Dane Randolph

No. 57
- Position: Offensive tackle

Personal information
- Born: September 4, 1986 (age 39)
- Listed height: 6 ft 5 in (1.96 m)
- Listed weight: 300 lb (136 kg)

Career information
- College: Maryland
- NFL draft: 2009: undrafted

Career history
- Green Bay Packers (2009)*; BC Lions (2010, 2012);
- * Offseason and/or practice squad member only

= Dane Randolph =

American gridiron football player (born 1986)
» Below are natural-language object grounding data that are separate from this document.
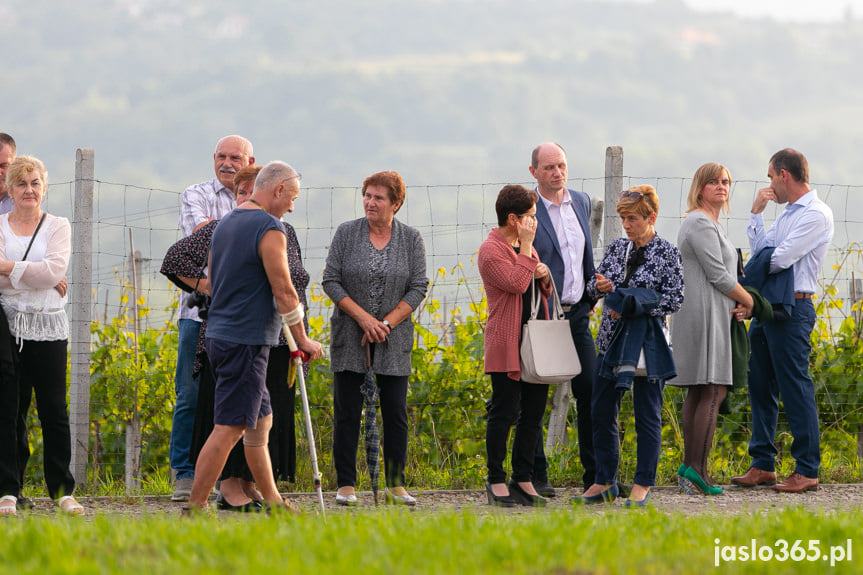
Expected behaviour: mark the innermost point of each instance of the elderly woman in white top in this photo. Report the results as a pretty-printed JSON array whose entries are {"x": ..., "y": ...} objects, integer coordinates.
[{"x": 34, "y": 255}]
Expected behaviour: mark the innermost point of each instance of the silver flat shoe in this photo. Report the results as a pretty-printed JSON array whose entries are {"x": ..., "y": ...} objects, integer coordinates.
[
  {"x": 347, "y": 500},
  {"x": 405, "y": 499}
]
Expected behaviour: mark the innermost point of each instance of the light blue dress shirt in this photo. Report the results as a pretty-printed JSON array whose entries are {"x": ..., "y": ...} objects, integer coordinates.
[{"x": 801, "y": 235}]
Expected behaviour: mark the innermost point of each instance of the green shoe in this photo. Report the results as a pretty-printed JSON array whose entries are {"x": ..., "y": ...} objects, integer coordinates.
[{"x": 696, "y": 479}]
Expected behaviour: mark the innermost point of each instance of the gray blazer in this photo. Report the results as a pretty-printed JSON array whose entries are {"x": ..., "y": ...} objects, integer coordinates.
[{"x": 347, "y": 274}]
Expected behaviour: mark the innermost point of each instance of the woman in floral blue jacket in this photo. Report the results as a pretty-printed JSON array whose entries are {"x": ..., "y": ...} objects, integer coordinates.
[{"x": 646, "y": 261}]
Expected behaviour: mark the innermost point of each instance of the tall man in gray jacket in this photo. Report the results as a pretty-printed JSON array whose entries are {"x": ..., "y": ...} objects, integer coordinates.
[{"x": 563, "y": 244}]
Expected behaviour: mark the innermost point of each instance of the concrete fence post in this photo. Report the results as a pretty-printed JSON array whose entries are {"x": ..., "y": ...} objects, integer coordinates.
[{"x": 80, "y": 285}]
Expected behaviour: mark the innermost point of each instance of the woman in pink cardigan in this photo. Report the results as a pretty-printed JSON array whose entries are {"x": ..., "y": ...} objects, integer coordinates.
[{"x": 508, "y": 264}]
Dane Randolph (born September 4, 1986) is a former American offensive tackle who played for the BC Lions of the Canadian Football League. He was signed by the Green Bay Packers of the National Football League (NFL) on May 3, 2009, as an undrafted free agent but later released. He was then signed to their practice squad on September 23, 2009. He played college football for the Maryland Terrapins at the University of Maryland.

== Early life ==
At Wilde Lake High School, Columbia, Maryland, Randolph was a two-year starter who primarily played defensive end but also started at offensive guard as a senior. He finished his career with 157 tackles and 14 sacks in his two seasons and recorded 85 tackles, 10 TFLs, eight sacks and batted down five passes as a senior. He was a SuperPrep All-American and Mid-Atlantic region pick and a PrepStar All-American, a Second-team All-Met selection by the Baltimore Sun as a senior. He attended Sandalwood High School in Jacksonville, Fla. as a sophomore.
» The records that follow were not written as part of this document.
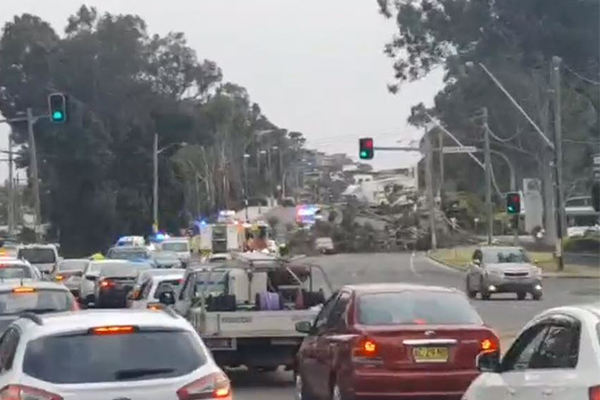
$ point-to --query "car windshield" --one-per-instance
(416, 308)
(72, 265)
(175, 246)
(90, 358)
(38, 301)
(15, 272)
(38, 255)
(128, 254)
(504, 256)
(119, 269)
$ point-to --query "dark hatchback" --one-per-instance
(392, 341)
(115, 282)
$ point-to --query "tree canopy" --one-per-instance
(125, 85)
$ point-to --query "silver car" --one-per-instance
(496, 269)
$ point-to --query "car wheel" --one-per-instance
(338, 394)
(485, 295)
(470, 293)
(301, 392)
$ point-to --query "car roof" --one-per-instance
(7, 285)
(66, 322)
(397, 287)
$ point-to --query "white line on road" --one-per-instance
(412, 264)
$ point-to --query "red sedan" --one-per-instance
(389, 341)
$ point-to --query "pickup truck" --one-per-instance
(246, 309)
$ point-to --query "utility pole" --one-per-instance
(11, 188)
(441, 147)
(558, 161)
(155, 184)
(429, 184)
(34, 176)
(488, 177)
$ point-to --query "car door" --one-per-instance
(475, 270)
(308, 367)
(326, 345)
(520, 366)
(552, 372)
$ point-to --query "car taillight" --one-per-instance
(213, 386)
(106, 284)
(21, 392)
(490, 345)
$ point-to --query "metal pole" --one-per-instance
(561, 224)
(11, 188)
(34, 175)
(155, 185)
(441, 146)
(429, 183)
(488, 178)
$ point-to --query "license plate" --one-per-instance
(430, 354)
(220, 344)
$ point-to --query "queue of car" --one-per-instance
(367, 341)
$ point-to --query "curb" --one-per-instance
(555, 275)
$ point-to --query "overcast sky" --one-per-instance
(314, 66)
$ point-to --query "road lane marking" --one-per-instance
(412, 263)
(442, 266)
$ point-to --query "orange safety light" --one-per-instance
(113, 330)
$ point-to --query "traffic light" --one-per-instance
(57, 106)
(513, 203)
(365, 151)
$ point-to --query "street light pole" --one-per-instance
(34, 175)
(155, 184)
(560, 195)
(488, 178)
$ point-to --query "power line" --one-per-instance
(583, 78)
Randolph lived two years in the Queen Charlotte Islands in British Columbia. His mother worked for the United States Navy as a cryptologist in Masset.

== College career ==
Randolph played in 41 career games, including 24 starts, all at right tackle. As a Senior (2008): Played in all 13 games, starting seven at right tackle (the first six and the bowl game). He was one of eight Terps to earn Academic All-ACC honors. As a Junior in 2007 he started all 13 games at right tackle. The year before, as a Sophomore, he played in 11 of 13 games at offensive tackle with four starts right tackle. As a Redshirt Freshman in 2005 he saw action in four games as a reserve offensive lineman. He reshirted in 2004.

== Professional career ==

===Pre-draft===
Randolph ran a 4.9 40-yard dash and bench pressed 225 pounds 29 times at the 2009 University of Maryland Pro Day.

===Green Bay Packers===
Randolph was signed by the Green Bay Packers on May 3, 2009, as an undrafted free agent. He was waived on September 4, 2009. He was then later re-signed to the Packers practice squad on September 23, 2009.

===BC Lions===
On May 25, 2010, it was announced that Randolph had signed a contract with the BC Lions. He was released on June 24, 2011. He was re-signed by the Lions on June 15, 2012. He was released by the Lions on June 22, 2012.